Automated workflows in Parle are built using three main components: triggers, actions, and conditions. These elements work together to automate your communication and engagement strategies.
Triggers
Triggers are the starting points for your workflows. When a specified event occurs, the workflow begins. Parle offers two types of triggers:
- Parle-Managed Triggers: These triggers are based on data the system automatically collects and analyzes. Examples include a user’s status changing to “CHURNING,” a user beginning to “slip” (indicating disengagement), or a user being identified for the first time. The first-time user trigger is particularly useful for initiating onboarding sequences.
- User-Controlled Triggers: These triggers are activated by specific data you send to Parle. For instance, you can start a workflow when a new tag is applied to a user’s profile, or when a user meets a specific product usage filter, such as not performing a certain action in the last 21 days.
A single trigger can initiate multiple automation workflows simultaneously.
Actions
Actions are the tasks Parle executes at a specific step within a workflow. Actions are diverse and can include:
- Sending emails or in-app messages.
- Updating user tags.
- Enrolling users in a feature flag (turning a feature on or off for them).
It’s recommended to create your individual actions (e.g., specific email content, in-app messages) before you begin building your workflow. This approach streamlines the workflow creation process when adding steps.
To add a new step to your workflow, click the "+" button at the bottom of the last workflow node.
Parle also includes a special “Delay” action, which pauses the workflow’s execution for a specified duration (hours, days, weeks, or months).
Conditions
Conditions allow you to create precise branching logic within your workflow, based on criteria related to user identification data or tracked user behavior within your application.
Conditions can range from simple checks, such as “does this user have this tag?”, to more complex evaluations, like “did this user perform action X within Y timespan?”.
When you add a condition, two new nodes will appear below it: the left path represents the “true” outcome, and the right path represents the “false” outcome. You can continue to build out each branch independently, even adding more conditions to create sub-branches.

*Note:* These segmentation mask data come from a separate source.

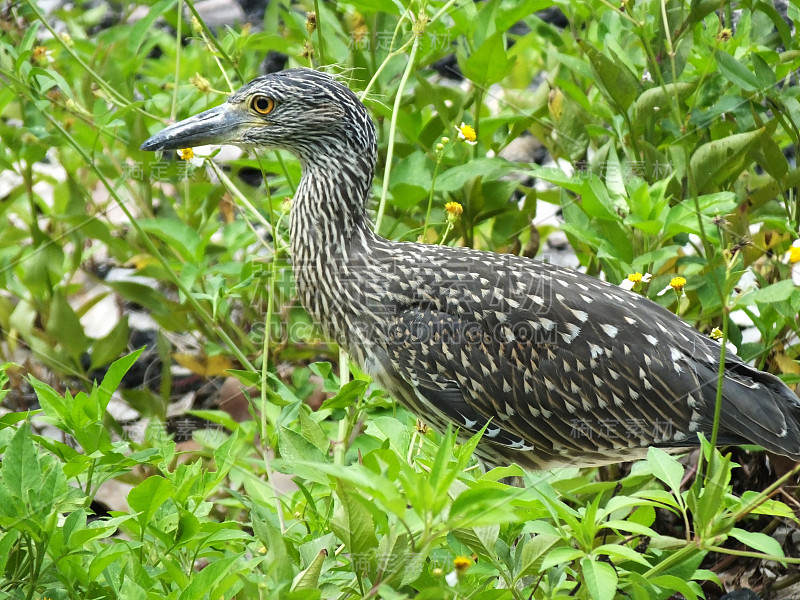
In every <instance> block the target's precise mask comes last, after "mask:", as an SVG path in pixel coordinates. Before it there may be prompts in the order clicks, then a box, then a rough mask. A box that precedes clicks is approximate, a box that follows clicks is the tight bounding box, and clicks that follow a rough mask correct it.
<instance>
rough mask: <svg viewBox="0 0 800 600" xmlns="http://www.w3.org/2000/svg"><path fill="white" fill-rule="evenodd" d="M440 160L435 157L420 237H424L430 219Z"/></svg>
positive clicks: (440, 160)
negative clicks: (424, 221)
mask: <svg viewBox="0 0 800 600" xmlns="http://www.w3.org/2000/svg"><path fill="white" fill-rule="evenodd" d="M441 164H442V161H441V159H440V158H438V157H437V161H436V166H435V167H434V168H433V177H431V191H430V193H429V194H428V209H427V210H426V211H425V225H423V226H422V238H423V239H424V238H425V232H426V231H428V223H430V220H431V208H433V190H434V189H436V176H437V175H438V174H439V167H440V166H441Z"/></svg>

Deleting a condition’s “true” or “false” branch will delete the entire condition node and its corresponding paths. Think of a condition as a three-node unit (the condition itself and its two branches); deleting any one part of this unit will remove the other two.
Important Considerations
- Ensure the workflow is marked as enabled for it to start running.
- All workflow changes are auto-saved.
- Individual workflow nodes can be edited at any time.
- Deleting a node will also delete all its child nodes (any subsequent steps in that branch).
- You must explicitly define whether a user can re-enter the same workflow multiple times.